Harry drückte ein letztes Mal meine Hand, bevor er auf die Bühne lief.

Mit dem Jubel breitete sich Adrenalin wie Wärme in meinem Körper aus.

Nein, diesmal würde ich wieder stehenbleiben und Harry beobachten und ihm einen Kuss auf die Lippen drücken, wenn er vor der Zugabe kurz zurückkam, und wenn er dann ganz fertig war, würde ich ihn an mich drücken und nie wieder loslassen, egal, wie verschwitzt er war.

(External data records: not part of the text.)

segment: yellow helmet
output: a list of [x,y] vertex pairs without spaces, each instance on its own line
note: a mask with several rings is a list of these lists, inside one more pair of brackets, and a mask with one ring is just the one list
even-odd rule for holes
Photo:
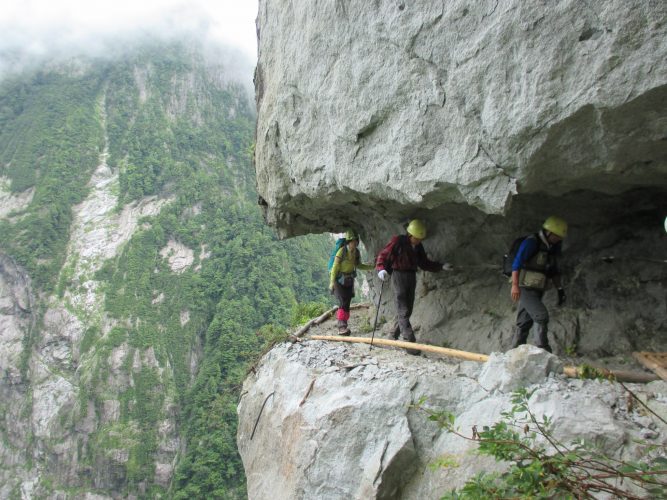
[[546,229],[549,232],[554,233],[556,236],[565,238],[567,236],[567,222],[565,222],[560,217],[552,215],[548,217],[547,220],[542,224],[542,229]]
[[359,235],[353,231],[352,229],[348,229],[345,231],[345,241],[352,241],[352,240],[358,240]]
[[426,225],[419,219],[412,219],[408,224],[408,234],[423,240],[426,238]]

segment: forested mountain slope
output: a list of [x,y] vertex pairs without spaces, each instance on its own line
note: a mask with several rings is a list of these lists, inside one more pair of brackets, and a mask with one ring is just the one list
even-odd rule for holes
[[0,82],[0,497],[245,496],[246,363],[324,300],[328,242],[264,225],[251,99],[202,54]]

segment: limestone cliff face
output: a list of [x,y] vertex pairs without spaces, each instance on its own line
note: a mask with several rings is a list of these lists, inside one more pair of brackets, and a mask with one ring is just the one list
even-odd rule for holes
[[[552,419],[563,443],[586,439],[632,460],[642,453],[634,438],[665,442],[665,426],[629,409],[618,384],[568,380],[559,368],[532,346],[483,366],[365,344],[283,344],[248,377],[238,408],[248,498],[436,499],[478,472],[502,470],[413,407],[421,398],[471,436],[473,426],[500,421],[511,391],[528,386],[531,410]],[[667,410],[665,382],[631,387],[654,411]]]
[[353,226],[375,254],[425,219],[427,251],[457,270],[421,278],[418,337],[491,352],[513,328],[500,258],[558,214],[556,352],[667,348],[665,18],[648,0],[260,1],[267,221]]

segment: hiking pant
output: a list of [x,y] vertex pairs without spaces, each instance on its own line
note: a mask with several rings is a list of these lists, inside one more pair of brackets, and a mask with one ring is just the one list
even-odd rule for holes
[[519,296],[519,312],[516,316],[516,331],[512,339],[512,348],[526,343],[530,328],[536,325],[535,343],[545,351],[551,352],[547,331],[549,325],[549,311],[542,303],[543,290],[521,288]]
[[393,328],[393,337],[401,337],[408,342],[415,341],[410,316],[415,305],[415,289],[417,288],[417,273],[415,271],[397,271],[391,275],[391,285],[394,288],[396,302],[396,322]]
[[336,311],[338,326],[347,326],[347,320],[350,319],[350,302],[354,297],[354,285],[343,286],[336,280],[334,282],[334,295],[338,300],[338,311]]

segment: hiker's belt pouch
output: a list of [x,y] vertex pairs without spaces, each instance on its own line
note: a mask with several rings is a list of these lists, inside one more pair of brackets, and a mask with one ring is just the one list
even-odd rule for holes
[[357,273],[340,273],[336,280],[340,286],[350,287],[354,285],[354,278]]
[[547,286],[547,276],[537,271],[521,269],[519,271],[519,286],[534,290],[544,290]]

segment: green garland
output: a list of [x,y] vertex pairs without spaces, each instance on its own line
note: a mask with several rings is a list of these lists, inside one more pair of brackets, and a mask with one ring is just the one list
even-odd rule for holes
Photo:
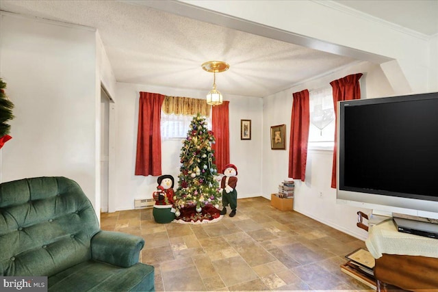
[[12,114],[14,103],[6,96],[5,88],[6,88],[6,83],[0,78],[0,137],[9,134],[11,126],[6,122],[14,118]]

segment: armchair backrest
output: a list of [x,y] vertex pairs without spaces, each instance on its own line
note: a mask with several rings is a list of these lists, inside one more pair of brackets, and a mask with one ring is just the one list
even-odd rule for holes
[[0,184],[0,275],[50,276],[88,261],[99,230],[90,200],[70,179]]

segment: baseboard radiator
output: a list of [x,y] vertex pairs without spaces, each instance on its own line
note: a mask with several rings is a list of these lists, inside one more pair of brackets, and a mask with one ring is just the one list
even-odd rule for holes
[[152,208],[155,204],[154,199],[135,199],[134,200],[134,208],[142,209],[142,208]]

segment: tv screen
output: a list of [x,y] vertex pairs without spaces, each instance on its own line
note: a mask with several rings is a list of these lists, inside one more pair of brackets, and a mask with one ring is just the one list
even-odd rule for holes
[[438,93],[341,102],[338,121],[338,198],[438,212],[420,202],[438,202]]

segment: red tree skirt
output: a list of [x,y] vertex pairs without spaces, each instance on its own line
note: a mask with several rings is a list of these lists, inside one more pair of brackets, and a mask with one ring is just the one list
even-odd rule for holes
[[220,216],[220,211],[212,206],[206,206],[201,212],[196,212],[195,207],[188,207],[179,209],[181,215],[177,220],[181,220],[186,222],[196,222],[203,220],[213,220]]

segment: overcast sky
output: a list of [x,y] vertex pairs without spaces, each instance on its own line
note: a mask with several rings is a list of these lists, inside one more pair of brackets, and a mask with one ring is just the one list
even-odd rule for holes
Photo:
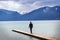
[[60,0],[0,0],[0,9],[28,13],[44,6],[60,6]]

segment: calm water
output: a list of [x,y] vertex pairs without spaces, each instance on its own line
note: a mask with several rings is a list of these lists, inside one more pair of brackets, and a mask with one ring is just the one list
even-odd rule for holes
[[[32,21],[33,33],[49,37],[60,37],[60,20]],[[12,32],[23,30],[29,32],[29,21],[0,21],[0,40],[39,40],[29,36]]]

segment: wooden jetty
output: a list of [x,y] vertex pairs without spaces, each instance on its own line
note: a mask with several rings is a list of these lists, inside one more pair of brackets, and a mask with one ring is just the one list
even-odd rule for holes
[[12,30],[13,32],[17,32],[17,33],[21,33],[27,36],[31,36],[31,37],[35,37],[41,40],[54,40],[53,38],[51,39],[50,37],[47,36],[42,36],[42,35],[38,35],[38,34],[34,34],[34,33],[29,33],[29,32],[25,32],[25,31],[21,31],[21,30]]

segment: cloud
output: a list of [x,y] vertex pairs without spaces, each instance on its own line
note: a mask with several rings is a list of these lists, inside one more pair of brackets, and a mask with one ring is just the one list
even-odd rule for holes
[[0,0],[0,9],[17,11],[20,14],[31,12],[44,6],[60,6],[60,0]]

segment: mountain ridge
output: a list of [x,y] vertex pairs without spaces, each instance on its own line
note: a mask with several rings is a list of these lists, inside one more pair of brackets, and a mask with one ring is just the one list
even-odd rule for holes
[[0,9],[0,21],[60,20],[60,6],[42,7],[24,15],[16,11]]

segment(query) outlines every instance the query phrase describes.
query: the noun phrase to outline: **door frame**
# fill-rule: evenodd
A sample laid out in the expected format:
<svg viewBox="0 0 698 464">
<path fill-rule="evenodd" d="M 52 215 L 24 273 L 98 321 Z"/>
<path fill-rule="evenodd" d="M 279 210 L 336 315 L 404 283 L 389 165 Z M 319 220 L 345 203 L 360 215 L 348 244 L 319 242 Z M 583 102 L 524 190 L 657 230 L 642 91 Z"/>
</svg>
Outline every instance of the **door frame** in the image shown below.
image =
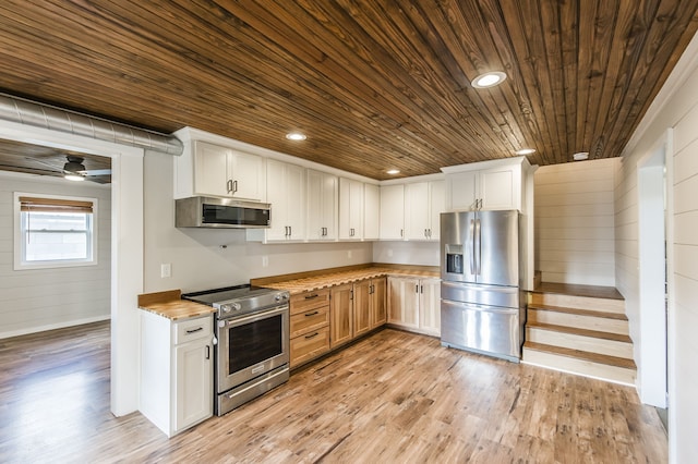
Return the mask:
<svg viewBox="0 0 698 464">
<path fill-rule="evenodd" d="M 665 408 L 669 395 L 673 205 L 672 130 L 638 160 L 638 391 L 645 404 Z M 664 286 L 666 282 L 666 289 Z"/>
<path fill-rule="evenodd" d="M 144 150 L 10 121 L 0 122 L 0 137 L 111 158 L 111 412 L 132 413 L 140 384 Z"/>
</svg>

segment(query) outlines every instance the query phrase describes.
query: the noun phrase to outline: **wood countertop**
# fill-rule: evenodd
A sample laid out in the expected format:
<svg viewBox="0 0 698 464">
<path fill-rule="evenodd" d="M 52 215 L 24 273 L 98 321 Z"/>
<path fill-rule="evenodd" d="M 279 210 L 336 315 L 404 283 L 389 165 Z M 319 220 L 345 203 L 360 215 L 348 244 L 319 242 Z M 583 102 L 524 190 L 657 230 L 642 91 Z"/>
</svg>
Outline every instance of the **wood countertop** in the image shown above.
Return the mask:
<svg viewBox="0 0 698 464">
<path fill-rule="evenodd" d="M 440 278 L 440 273 L 436 270 L 425 268 L 400 268 L 400 267 L 381 267 L 372 266 L 361 269 L 349 270 L 334 270 L 329 269 L 326 273 L 313 272 L 313 276 L 300 277 L 298 279 L 288 279 L 279 281 L 273 278 L 265 278 L 265 282 L 254 282 L 258 286 L 265 286 L 267 289 L 286 290 L 291 295 L 296 295 L 304 292 L 312 292 L 315 290 L 326 289 L 335 285 L 342 285 L 345 283 L 351 283 L 364 279 L 374 279 L 386 276 L 405 276 L 405 277 L 420 277 L 420 278 Z"/>
<path fill-rule="evenodd" d="M 144 293 L 139 295 L 139 307 L 143 310 L 157 314 L 158 316 L 163 316 L 171 320 L 207 316 L 216 312 L 212 306 L 190 302 L 189 300 L 182 300 L 181 297 L 181 290 Z"/>
</svg>

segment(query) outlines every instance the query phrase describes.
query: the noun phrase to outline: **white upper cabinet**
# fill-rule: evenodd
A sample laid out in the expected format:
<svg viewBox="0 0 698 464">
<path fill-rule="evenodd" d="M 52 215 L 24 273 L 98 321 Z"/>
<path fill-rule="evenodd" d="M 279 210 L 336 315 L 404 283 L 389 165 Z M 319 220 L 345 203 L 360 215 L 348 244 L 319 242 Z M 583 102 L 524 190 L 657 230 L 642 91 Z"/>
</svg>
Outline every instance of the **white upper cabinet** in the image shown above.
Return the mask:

Und ich würde nicht aufhören, zu lächeln.

Nicht, dass ich dazu überhaupt in der Lage war.

Seitdem ich vor ein paar Tagen die Worte ausgesprochen hatte, die mir schon so lange auf der Zunge brannten, war in Harry ein neues Licht aufgegangen, und während er über die Bühne hüpfte, strahlte er übers ganze Gesicht.

Irgendwann schaffte er es, die Menge einigermaßen zu beruhigen, um sich mit jemandem aus der ersten Reihe zu unterhalten.

„Hast du genug zu trinken? Ich habe wirklich Angst, dass du gleich umkippst, so viel, wie du hier mitsingst und rumspringst", sagte er grinsend zu einem der Mädchen.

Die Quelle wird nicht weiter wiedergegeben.